I think that one of the limiting factors of tivo is it's sole-source distribution network. That is, everyone has to get content and updates directly from Tivo. Obviously they are working towards a device that is more and more network friendly, why not utilize the Tivo community itself to distribute patches and content?

I don't know about everyone else, but my 768kbps upstream doesn't do much while I'm asleep... I wouldn't mind sharing that bandwidth in exchange for more frequent software updates and "on-demand" style content...


----------



## classicsat (Feb 18, 2004)

Software patches, even full blown updates, don't take up that much bandwidth in the bigger picture. Plus they want to ensure updates come from them.
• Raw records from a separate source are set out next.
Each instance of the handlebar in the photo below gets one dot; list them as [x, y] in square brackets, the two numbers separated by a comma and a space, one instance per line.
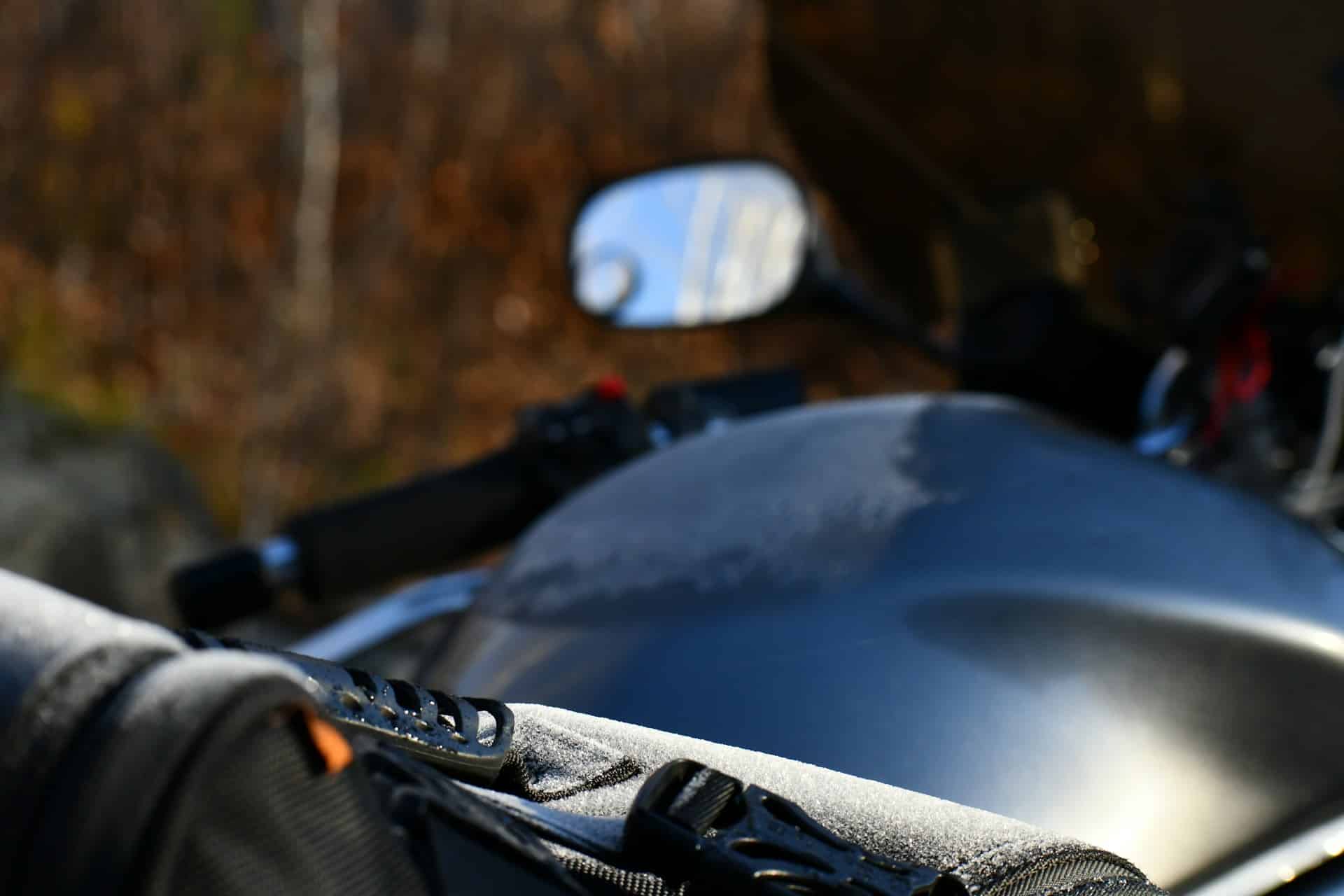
[430, 522]
[351, 546]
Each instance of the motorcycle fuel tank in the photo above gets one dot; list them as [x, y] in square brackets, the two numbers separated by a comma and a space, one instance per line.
[956, 596]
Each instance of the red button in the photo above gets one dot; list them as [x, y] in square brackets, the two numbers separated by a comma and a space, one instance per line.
[610, 388]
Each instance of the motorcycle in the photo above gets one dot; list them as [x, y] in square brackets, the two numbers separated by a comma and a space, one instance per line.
[958, 594]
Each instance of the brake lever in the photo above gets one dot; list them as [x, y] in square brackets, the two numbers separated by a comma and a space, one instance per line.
[465, 736]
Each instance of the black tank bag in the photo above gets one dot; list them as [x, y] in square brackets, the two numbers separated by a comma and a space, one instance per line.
[143, 762]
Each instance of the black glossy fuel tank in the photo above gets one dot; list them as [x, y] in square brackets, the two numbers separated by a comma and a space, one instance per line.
[956, 596]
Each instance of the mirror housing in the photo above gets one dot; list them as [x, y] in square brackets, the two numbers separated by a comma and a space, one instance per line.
[692, 245]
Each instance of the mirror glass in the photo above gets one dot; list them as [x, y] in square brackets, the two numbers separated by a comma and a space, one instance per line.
[692, 245]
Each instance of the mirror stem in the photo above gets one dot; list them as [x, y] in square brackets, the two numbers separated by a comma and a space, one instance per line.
[847, 292]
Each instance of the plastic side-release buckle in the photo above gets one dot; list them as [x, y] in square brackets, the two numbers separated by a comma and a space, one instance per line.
[694, 824]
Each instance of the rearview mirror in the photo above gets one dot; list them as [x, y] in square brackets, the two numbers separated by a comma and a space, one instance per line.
[702, 244]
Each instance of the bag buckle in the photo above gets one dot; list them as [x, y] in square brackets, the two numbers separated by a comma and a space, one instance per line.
[694, 824]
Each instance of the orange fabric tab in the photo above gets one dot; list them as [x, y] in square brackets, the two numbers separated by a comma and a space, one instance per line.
[334, 747]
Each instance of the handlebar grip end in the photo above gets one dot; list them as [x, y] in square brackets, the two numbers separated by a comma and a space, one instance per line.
[220, 590]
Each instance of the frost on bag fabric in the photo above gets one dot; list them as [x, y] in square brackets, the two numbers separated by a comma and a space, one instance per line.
[988, 853]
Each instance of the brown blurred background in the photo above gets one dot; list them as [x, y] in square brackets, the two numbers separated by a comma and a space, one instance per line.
[304, 295]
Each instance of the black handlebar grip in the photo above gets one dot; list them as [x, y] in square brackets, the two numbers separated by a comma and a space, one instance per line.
[419, 527]
[220, 590]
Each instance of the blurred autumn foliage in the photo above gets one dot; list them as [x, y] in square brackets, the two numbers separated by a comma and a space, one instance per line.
[318, 245]
[152, 159]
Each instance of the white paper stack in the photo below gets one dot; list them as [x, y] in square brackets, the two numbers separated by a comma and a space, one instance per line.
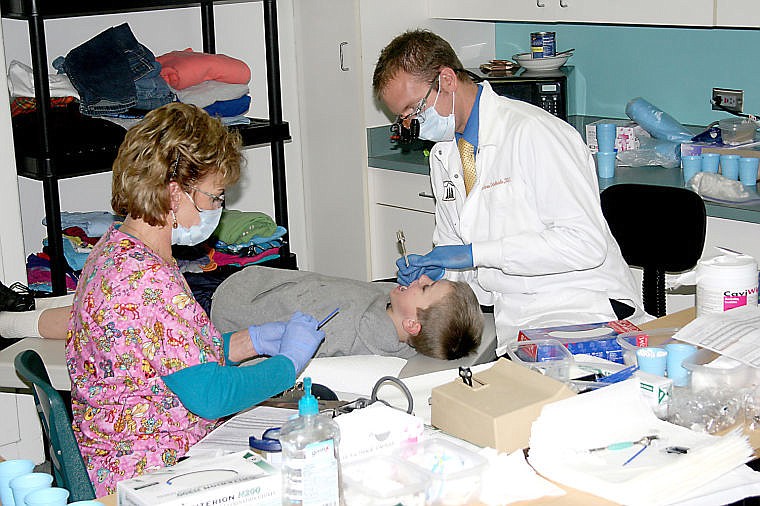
[566, 430]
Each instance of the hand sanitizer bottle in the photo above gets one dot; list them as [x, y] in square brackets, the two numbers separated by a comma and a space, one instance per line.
[310, 464]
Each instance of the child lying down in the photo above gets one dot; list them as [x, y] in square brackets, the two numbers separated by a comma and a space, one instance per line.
[440, 319]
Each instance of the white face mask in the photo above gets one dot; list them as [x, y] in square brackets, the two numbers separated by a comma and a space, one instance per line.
[435, 127]
[200, 232]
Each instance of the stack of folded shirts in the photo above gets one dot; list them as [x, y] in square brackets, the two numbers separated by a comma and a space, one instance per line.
[215, 82]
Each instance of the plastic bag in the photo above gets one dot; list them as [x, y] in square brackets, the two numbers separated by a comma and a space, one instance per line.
[652, 152]
[658, 123]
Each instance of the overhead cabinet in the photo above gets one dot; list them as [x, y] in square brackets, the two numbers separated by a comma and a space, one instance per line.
[627, 12]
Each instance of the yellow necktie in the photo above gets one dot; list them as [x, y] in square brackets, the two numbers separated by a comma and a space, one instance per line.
[467, 154]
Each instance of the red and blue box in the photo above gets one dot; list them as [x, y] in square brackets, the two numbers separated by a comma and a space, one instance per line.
[597, 339]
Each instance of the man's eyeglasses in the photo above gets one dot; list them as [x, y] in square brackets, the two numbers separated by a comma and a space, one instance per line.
[406, 119]
[217, 201]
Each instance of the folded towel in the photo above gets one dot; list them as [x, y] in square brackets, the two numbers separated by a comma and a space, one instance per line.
[182, 69]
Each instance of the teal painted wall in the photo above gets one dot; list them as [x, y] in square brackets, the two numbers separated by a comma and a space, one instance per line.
[673, 68]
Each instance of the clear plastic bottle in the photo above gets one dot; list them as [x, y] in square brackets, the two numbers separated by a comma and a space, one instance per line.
[310, 463]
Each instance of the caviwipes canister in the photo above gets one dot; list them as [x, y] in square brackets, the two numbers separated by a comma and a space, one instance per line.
[726, 282]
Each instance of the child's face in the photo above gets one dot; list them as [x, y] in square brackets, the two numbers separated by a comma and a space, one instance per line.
[421, 293]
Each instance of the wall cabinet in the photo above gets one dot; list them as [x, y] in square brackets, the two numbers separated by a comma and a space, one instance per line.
[399, 201]
[334, 152]
[647, 12]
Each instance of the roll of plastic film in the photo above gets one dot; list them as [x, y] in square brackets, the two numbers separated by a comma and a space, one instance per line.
[726, 282]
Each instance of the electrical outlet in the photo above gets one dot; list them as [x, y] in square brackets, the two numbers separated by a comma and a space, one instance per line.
[731, 100]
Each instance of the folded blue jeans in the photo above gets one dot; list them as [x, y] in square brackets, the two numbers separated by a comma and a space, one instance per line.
[104, 70]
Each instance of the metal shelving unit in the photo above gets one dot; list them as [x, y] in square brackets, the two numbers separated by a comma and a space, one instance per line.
[49, 165]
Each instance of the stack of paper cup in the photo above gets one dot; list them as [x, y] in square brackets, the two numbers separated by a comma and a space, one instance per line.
[606, 157]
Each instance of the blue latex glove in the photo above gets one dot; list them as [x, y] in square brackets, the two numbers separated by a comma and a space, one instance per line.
[455, 256]
[266, 338]
[406, 274]
[301, 339]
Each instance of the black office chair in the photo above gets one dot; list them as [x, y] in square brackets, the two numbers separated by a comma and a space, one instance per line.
[660, 229]
[68, 467]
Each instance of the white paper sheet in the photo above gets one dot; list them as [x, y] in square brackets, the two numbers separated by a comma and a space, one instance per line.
[352, 374]
[735, 334]
[566, 430]
[232, 436]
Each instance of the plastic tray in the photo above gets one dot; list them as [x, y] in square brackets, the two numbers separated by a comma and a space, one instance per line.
[384, 481]
[455, 470]
[547, 356]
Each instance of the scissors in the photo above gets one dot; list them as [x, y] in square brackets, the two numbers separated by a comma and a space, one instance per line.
[402, 241]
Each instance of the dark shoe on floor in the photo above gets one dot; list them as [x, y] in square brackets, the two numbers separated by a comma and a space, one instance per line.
[16, 298]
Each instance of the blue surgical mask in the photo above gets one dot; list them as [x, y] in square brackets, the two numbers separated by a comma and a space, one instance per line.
[200, 232]
[435, 127]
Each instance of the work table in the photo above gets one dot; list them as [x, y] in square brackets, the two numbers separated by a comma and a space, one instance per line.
[383, 154]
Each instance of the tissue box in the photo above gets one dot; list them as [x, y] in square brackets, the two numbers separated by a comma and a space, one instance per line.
[597, 339]
[499, 408]
[629, 134]
[237, 478]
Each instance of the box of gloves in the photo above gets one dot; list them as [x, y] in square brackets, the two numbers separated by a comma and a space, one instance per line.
[597, 339]
[238, 478]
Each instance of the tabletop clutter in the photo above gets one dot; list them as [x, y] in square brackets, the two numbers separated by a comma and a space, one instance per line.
[606, 408]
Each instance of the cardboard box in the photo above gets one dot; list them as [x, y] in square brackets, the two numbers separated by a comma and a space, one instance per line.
[597, 339]
[628, 134]
[499, 408]
[237, 478]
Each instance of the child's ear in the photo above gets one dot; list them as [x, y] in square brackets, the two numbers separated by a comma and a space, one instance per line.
[411, 327]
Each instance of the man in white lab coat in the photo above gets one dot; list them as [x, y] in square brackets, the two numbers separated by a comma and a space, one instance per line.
[527, 231]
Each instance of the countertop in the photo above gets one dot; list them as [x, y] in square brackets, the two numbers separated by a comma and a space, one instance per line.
[384, 154]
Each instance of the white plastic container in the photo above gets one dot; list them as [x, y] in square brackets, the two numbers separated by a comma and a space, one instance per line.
[384, 481]
[726, 282]
[710, 371]
[631, 341]
[310, 464]
[455, 471]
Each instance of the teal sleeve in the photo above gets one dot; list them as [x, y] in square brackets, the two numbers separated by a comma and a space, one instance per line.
[226, 339]
[212, 391]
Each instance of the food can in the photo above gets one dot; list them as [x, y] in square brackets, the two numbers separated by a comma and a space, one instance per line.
[542, 44]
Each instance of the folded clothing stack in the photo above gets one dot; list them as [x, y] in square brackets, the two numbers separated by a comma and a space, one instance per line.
[215, 82]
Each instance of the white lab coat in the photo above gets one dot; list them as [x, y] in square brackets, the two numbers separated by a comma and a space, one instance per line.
[543, 252]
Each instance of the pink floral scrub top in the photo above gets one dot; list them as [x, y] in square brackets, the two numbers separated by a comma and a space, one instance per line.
[134, 320]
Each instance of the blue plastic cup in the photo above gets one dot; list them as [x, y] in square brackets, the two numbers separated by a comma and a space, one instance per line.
[710, 162]
[9, 470]
[677, 353]
[605, 136]
[48, 497]
[691, 165]
[652, 360]
[748, 170]
[22, 485]
[605, 163]
[729, 166]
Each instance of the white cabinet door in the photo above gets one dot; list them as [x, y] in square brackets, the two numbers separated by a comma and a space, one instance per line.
[399, 201]
[646, 12]
[334, 144]
[737, 13]
[495, 10]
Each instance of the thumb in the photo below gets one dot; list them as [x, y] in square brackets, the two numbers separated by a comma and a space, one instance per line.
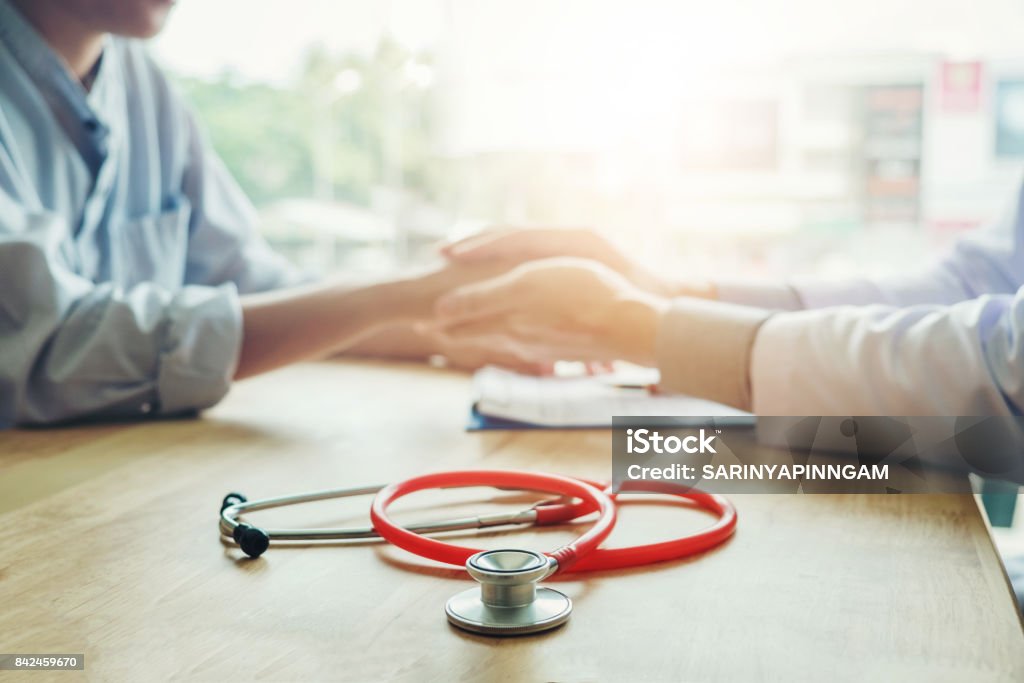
[476, 300]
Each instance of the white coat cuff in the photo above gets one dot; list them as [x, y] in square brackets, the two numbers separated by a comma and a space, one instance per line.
[201, 348]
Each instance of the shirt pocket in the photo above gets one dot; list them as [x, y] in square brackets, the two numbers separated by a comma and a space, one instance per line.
[155, 247]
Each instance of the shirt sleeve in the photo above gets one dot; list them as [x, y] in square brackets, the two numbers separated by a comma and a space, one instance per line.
[70, 348]
[704, 349]
[966, 358]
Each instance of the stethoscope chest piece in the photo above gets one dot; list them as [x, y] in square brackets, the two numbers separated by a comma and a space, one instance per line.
[508, 602]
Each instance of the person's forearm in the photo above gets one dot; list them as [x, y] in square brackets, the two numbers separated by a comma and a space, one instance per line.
[398, 340]
[285, 327]
[704, 349]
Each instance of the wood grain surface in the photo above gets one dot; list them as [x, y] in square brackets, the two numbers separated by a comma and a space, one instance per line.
[109, 547]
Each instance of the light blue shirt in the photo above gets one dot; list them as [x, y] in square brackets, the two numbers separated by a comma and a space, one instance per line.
[124, 242]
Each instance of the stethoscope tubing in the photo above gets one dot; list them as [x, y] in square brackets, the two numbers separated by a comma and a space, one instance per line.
[544, 513]
[592, 498]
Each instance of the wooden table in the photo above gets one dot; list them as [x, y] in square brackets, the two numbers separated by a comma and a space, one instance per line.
[109, 547]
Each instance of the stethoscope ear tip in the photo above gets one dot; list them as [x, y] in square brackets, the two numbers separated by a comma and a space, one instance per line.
[252, 540]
For content, rightsholders just do not want the consumers distributing their content, they want to regulate the distributionof it.

Plus many people dont have that much uplink bandwitdth.


----------



## squeakygoose (Apr 26, 2006)

Warner Bros. Seem to be ok with p2p...

I would rather watch their shows/movies through my TV with tivo than on my PC with bittorrent.

(can't post the link but there's an article on msnbc today.)


----------



## classicsat (Feb 18, 2004)

It would be their choice, and they'd set it up so that the network is controlled by them.


----------